The Beached Festival was a free festival held annually in Scarborough, North Yorkshire, England. After six years it had become the largest free festival on England's east coast. It last took place in its original format in 2008.

==History==
The festival started in 2001 as a small gig which gained some interest from local bands and DJs. During the second year The Libertines played without their front man. In 2005 the festival lasted two extra days, one of which was a film night and the other an orchestral night. In 2006 a Big Band played instead of the orchestra.

To fund the festival a small grant was obtained from Scarborough Borough Council and the rest came from corporate sponsorship.

As the festival expanded more popular bands appeared on the beached stage including The Libertines, The Fratellis, Electric Eel Shock (Who appeared in 2003 and then returned in 2005 to play with The West Yorkshire Symphony Orchestra), The Enemy, Thunder, Parva (now the Kaiser chiefs), The Bluetones, The Quireboys and Nine Black Alps between the years 2001 and 2006.

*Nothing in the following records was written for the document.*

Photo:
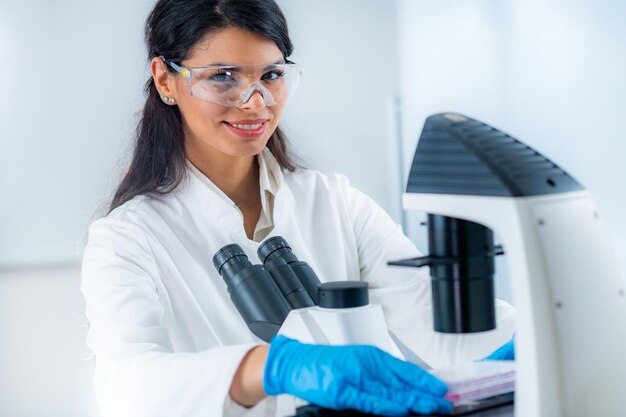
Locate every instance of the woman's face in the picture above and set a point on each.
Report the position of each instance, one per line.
(218, 131)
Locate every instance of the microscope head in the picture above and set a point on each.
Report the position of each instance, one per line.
(458, 156)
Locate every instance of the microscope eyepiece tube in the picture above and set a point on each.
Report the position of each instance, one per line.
(277, 248)
(253, 292)
(463, 288)
(289, 284)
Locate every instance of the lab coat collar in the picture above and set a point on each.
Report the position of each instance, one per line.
(270, 178)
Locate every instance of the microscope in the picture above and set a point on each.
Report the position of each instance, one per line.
(473, 180)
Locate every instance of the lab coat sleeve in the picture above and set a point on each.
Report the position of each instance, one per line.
(405, 293)
(137, 373)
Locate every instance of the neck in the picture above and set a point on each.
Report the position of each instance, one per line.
(237, 177)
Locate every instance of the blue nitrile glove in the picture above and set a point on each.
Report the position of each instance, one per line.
(505, 352)
(356, 377)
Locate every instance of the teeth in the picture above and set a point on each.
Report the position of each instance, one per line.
(248, 127)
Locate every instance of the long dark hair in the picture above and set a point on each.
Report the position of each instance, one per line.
(173, 28)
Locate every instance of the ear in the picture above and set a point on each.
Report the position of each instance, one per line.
(163, 79)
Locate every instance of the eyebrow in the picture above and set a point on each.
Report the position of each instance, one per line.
(238, 67)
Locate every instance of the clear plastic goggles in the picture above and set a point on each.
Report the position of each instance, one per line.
(233, 85)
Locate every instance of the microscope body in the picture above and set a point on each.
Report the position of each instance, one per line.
(568, 294)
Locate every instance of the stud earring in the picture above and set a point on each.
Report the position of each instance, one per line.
(167, 100)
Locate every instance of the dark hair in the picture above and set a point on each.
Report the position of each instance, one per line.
(173, 28)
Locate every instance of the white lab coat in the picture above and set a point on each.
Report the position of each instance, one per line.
(166, 336)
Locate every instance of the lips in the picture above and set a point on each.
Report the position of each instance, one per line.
(247, 128)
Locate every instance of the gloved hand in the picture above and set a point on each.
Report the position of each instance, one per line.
(358, 377)
(505, 352)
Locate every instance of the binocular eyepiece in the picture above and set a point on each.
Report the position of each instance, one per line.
(264, 294)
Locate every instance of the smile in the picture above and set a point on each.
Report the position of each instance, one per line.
(249, 129)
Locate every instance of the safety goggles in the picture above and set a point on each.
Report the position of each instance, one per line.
(234, 85)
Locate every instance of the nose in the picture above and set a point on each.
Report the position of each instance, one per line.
(255, 101)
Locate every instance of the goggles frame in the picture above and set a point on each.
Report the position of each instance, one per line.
(246, 93)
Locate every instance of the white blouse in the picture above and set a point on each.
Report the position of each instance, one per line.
(166, 336)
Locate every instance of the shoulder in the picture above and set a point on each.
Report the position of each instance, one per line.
(316, 181)
(131, 222)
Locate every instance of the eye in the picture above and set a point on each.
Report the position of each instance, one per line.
(273, 74)
(221, 76)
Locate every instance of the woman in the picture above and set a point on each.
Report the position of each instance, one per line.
(211, 167)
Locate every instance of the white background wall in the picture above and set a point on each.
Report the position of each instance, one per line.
(549, 72)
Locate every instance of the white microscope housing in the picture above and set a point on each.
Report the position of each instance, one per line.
(569, 297)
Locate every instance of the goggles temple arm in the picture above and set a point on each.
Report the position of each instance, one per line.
(184, 71)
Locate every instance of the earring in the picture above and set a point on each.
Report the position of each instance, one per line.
(167, 100)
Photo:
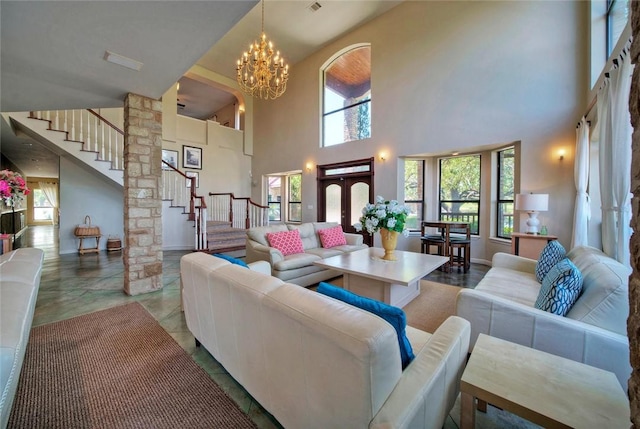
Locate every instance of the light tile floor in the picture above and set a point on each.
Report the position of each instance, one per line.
(74, 284)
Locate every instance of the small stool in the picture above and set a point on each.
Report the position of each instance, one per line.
(460, 254)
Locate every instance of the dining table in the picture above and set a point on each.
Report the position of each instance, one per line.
(446, 228)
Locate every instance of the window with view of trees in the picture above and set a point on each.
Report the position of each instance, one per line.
(346, 114)
(274, 198)
(413, 191)
(459, 190)
(504, 175)
(295, 198)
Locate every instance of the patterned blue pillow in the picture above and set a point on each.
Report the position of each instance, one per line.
(560, 289)
(394, 315)
(231, 259)
(552, 253)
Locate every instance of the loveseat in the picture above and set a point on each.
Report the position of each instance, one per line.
(19, 283)
(315, 362)
(594, 331)
(298, 268)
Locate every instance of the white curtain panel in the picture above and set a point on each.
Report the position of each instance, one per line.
(582, 213)
(615, 160)
(50, 190)
(605, 164)
(621, 133)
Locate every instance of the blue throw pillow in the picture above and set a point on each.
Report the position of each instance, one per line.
(560, 289)
(552, 253)
(394, 315)
(231, 259)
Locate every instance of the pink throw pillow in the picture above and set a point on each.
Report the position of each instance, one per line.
(288, 242)
(332, 237)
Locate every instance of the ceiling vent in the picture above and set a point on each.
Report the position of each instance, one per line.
(313, 7)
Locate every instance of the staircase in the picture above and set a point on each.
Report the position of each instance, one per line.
(89, 139)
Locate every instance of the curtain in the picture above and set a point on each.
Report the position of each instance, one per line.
(615, 159)
(50, 190)
(582, 212)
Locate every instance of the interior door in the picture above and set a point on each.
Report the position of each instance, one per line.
(341, 197)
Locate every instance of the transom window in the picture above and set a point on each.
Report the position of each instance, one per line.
(346, 113)
(460, 190)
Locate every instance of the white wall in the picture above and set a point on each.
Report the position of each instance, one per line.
(84, 193)
(449, 76)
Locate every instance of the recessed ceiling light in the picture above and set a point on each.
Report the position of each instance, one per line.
(313, 7)
(122, 61)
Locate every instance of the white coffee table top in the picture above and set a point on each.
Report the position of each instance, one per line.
(548, 390)
(409, 267)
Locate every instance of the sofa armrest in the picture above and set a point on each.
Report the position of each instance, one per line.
(260, 252)
(353, 239)
(514, 262)
(528, 326)
(429, 386)
(260, 267)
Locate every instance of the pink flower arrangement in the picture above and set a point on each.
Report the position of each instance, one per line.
(13, 188)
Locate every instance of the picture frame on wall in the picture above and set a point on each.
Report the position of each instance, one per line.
(192, 157)
(193, 174)
(170, 156)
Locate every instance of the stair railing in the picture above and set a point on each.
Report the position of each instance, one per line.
(181, 190)
(101, 136)
(89, 128)
(242, 212)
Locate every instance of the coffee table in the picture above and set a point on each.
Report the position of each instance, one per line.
(545, 389)
(392, 282)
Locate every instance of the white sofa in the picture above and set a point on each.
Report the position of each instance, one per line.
(298, 268)
(316, 362)
(19, 282)
(594, 331)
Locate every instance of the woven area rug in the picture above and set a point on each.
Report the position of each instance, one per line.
(427, 311)
(116, 368)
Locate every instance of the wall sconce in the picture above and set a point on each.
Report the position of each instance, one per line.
(532, 204)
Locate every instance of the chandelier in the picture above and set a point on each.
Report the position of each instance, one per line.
(260, 73)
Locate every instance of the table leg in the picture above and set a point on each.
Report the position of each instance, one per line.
(467, 411)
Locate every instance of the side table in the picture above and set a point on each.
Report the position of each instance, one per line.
(82, 250)
(545, 389)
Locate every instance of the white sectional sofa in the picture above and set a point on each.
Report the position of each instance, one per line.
(593, 332)
(20, 272)
(298, 268)
(316, 362)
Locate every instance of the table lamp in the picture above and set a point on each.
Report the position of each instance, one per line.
(532, 204)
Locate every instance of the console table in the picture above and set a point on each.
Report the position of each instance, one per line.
(545, 389)
(529, 245)
(82, 250)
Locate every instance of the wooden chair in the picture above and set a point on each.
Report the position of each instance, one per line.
(460, 250)
(433, 240)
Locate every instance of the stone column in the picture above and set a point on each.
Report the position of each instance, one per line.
(633, 323)
(142, 196)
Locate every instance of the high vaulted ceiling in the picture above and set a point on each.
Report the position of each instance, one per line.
(52, 52)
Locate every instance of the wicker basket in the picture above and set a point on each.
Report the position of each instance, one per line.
(87, 230)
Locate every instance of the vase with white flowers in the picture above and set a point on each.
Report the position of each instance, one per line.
(387, 216)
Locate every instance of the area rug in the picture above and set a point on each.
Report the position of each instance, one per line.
(116, 368)
(427, 311)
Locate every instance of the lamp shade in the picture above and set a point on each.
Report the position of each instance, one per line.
(532, 202)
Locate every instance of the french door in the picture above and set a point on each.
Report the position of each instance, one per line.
(343, 190)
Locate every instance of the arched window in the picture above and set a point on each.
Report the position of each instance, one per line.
(346, 98)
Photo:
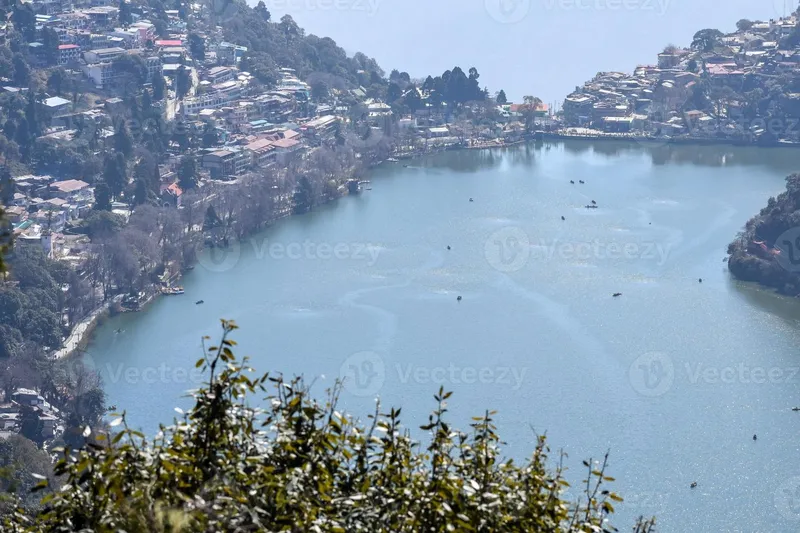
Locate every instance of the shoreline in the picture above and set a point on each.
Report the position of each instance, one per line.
(79, 339)
(645, 140)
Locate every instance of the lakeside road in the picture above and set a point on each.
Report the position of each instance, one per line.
(83, 329)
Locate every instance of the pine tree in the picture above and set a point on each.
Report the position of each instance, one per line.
(7, 186)
(140, 192)
(159, 87)
(114, 175)
(123, 143)
(187, 173)
(102, 197)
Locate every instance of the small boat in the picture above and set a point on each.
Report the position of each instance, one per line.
(173, 290)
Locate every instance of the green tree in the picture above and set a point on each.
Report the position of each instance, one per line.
(705, 40)
(501, 97)
(187, 173)
(197, 47)
(102, 197)
(114, 175)
(123, 144)
(183, 81)
(159, 88)
(303, 198)
(22, 72)
(50, 44)
(262, 11)
(140, 194)
(7, 186)
(125, 17)
(303, 465)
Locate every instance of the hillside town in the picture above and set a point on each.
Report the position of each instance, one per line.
(134, 136)
(737, 87)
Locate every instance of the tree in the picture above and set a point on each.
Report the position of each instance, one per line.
(7, 186)
(125, 17)
(705, 40)
(262, 11)
(183, 81)
(50, 44)
(197, 46)
(187, 173)
(140, 192)
(102, 197)
(123, 144)
(303, 198)
(159, 87)
(22, 73)
(316, 468)
(211, 219)
(319, 89)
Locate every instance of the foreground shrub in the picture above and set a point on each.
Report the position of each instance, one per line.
(300, 465)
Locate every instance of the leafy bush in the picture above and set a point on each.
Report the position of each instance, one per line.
(301, 465)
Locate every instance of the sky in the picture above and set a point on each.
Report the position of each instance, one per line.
(543, 48)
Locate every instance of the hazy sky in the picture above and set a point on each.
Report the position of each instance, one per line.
(539, 47)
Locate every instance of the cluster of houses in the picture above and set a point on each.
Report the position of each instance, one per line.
(651, 101)
(29, 403)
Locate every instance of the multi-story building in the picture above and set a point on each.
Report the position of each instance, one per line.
(68, 53)
(102, 74)
(102, 55)
(262, 152)
(226, 162)
(220, 74)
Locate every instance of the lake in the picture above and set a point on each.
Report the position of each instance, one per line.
(674, 376)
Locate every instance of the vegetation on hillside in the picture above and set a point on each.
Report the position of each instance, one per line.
(302, 465)
(765, 250)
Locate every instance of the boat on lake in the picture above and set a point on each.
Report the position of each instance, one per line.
(172, 290)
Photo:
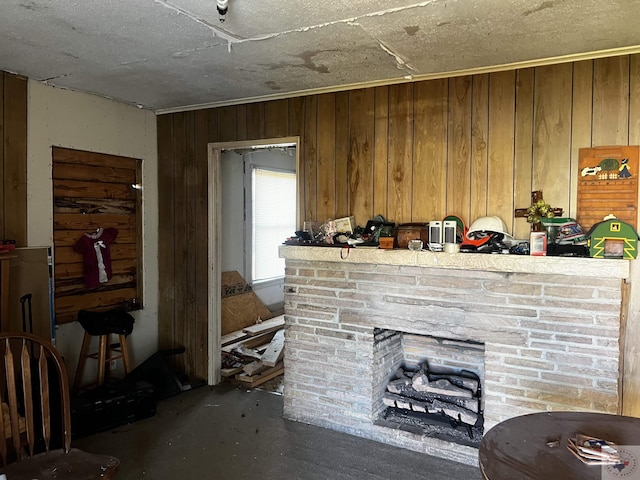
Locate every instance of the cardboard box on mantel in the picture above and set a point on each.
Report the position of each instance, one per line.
(345, 224)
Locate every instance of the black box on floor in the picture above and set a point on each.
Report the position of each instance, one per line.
(111, 405)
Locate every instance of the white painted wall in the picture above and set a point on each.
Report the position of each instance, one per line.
(233, 237)
(80, 121)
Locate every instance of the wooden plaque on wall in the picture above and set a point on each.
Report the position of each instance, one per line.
(91, 192)
(607, 184)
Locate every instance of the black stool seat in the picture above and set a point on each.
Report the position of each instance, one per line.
(104, 323)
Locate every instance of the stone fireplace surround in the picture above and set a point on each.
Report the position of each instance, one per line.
(550, 328)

From the 2005 festival onwards, the first evening was a film night, with films such as Little Voice and The Blues Brothers being shown.

===2007===
2007 saw big name sponsors paying for national media adverts in the NME. The festival was headlined by Nine Black Alps and Inme and included established acts such as Foals, Frank Turner, One Night Only, The Hoosiers, Amy Macdonald, DARTZ!, Alabama 3 and The Paddingtons.

The event was set back slightly by predicted high tides, which forced the 1,500-strong crowd off the beach, onto the road for nearly an hour and a half.

===2008===
In 2008, One Night Only and Dodgy were the headliners with acts such as The Ryes, Flamboyant Bella, Be Quiet. Shout Loud!, Sergeant, Natty, The Paddingtons and Ebony Bones also appearing. Over 35,000 people walked through the site, with nearly 3,000 people on site at any time. Graham Rhodes, performance poet was the MC for every Beached apart from the first one.

It was alleged a sexual assault occurred at this festival; the organisers cooperated with the North Yorkshire Police investigations, which led to a Crown Court hearing. At the time of the incident, organisers were holding emergency meetings with the concessions and catering firm (who run T in the Park) who were disappointed with the turn-out. The firm packed up on the Saturday night leaving the beach without any catering provisions.

F10, a company who helped raise the funds for the festival to take place, refused to pay the organisers over £30,000 which was gained from sponsorship of the event. This left H2O Beached Ltd, the company which ran the festival heavily in debt and it was liquidated in May 2009. Many of volunteers who had run the festival were left out of pocket.

===From 2009===
In 2009 Scarborough Borough Council and The North Yorkshire Police refused to give permission for the event, partly because of safety and public disorder concerns, and because of financial issues remaining outstanding. The organiser told the press that the event would not be going ahead for personal reasons, although the Scarborough Evening News reported later that H2O: Beached Ltd had been liquidated, owing £38,000 to various creditors.

Rumours of a 2010 festival started on Facebook when the organiser suggested a date for the festival, but permission was not given and the Open Air Theatre, who were also rumoured to play host to the event did not host it. However, the event was revived at the Open Air Theatre in August 2011, albeit on a smaller scale, and with a charge for entry.